I blame it on my parents. They took me fishing at an early age and I was hooked. Nothing fascinated me more than peering into the depths that my bait had descended into and wondering what creatures lurked down there. I soon discovered that as I retreated farther into the backcountry, the fish became bigger and dumber. And a canoe tripper was born.
Not much has changed since then. My tools—which my wife insists are toys—have become more sophisticated and take up a larger chunk of our garage, side yard, bedroom, living room, and closet. Trips have spread over several continents and last for weeks and sometimes months. Yet at the heart of it, there is still a kid tossing a fly into an emerald green pool in God's theater, waiting and expecting something to rise from the deep.

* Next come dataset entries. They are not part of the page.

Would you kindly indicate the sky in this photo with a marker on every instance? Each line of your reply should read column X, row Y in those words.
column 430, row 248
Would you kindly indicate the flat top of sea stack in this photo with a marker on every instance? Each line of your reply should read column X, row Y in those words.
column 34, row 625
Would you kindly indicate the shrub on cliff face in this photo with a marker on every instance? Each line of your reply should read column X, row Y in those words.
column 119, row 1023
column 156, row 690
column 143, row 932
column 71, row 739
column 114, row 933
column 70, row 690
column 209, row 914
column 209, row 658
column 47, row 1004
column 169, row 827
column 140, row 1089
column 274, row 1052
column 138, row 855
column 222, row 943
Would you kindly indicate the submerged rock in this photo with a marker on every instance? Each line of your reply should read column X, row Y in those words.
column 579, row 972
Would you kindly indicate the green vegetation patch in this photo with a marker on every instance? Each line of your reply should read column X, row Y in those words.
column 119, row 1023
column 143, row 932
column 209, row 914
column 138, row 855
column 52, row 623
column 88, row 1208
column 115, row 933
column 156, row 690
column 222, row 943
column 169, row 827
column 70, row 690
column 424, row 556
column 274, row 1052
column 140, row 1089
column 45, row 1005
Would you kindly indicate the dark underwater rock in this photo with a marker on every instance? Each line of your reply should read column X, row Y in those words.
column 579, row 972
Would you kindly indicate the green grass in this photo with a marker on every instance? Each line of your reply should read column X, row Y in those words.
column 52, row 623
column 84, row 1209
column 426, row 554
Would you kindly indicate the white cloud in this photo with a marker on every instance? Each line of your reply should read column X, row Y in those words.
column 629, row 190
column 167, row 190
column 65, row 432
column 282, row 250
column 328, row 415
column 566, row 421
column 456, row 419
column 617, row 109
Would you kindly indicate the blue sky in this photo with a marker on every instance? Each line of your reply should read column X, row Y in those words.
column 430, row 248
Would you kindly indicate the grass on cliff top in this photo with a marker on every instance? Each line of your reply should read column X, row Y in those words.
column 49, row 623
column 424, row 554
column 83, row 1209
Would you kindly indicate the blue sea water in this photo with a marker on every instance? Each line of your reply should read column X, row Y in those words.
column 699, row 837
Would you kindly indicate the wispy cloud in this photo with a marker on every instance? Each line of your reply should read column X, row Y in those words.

Canoes and kayaks are the original fishing craft. Somewhere along the line, paddling became a means unto itself. Yet paddlecraft are still intrinsically entwined with fishing, and few backcountry experiences are as satisfying as fresh fish in a wilderness camp. Paddlecraft also allow the angler to access waters that range from urban waterfronts, in sight of thousands of office workers, to windswept tidal flats that would be a challenge for motorized craft to reach.
Like any purchase, the best fishing boat for you depends on what kind of water you will most likely be paddling and how much emphasis you will place on the pure joy of paddling versus the pure joy of fishing. For many years I fished out of a We-no-nah Advantage, a fast solo cruising boat. It was my perfect arrow for fishing northern Ontario lakes that were days, and several portages, from any road.
You may never find the ideal fishing-specific boat, or you may find that your existing fleet has a simply grand boat that will allow you to do exactly what you want to with a few tweaks. Here are some guidelines that may help you down that path, and some boats that we tested.
With their lower profile, kayaks generally have the advantage over canoes on larger, windswept waters and keep the fishing paddler from getting blown around when working a specific area. A double-bladed paddle also makes a kayak easier to control for those who would rather focus on fishing than paddling technique. And once you cinch down a sprayskirt, it creates a toasty miniclimate for your lower torso that is impervious to the outside world. Those looking for a decked kayak to fish from are well advised to steer away from touring models and seek out wider, recreation-based models.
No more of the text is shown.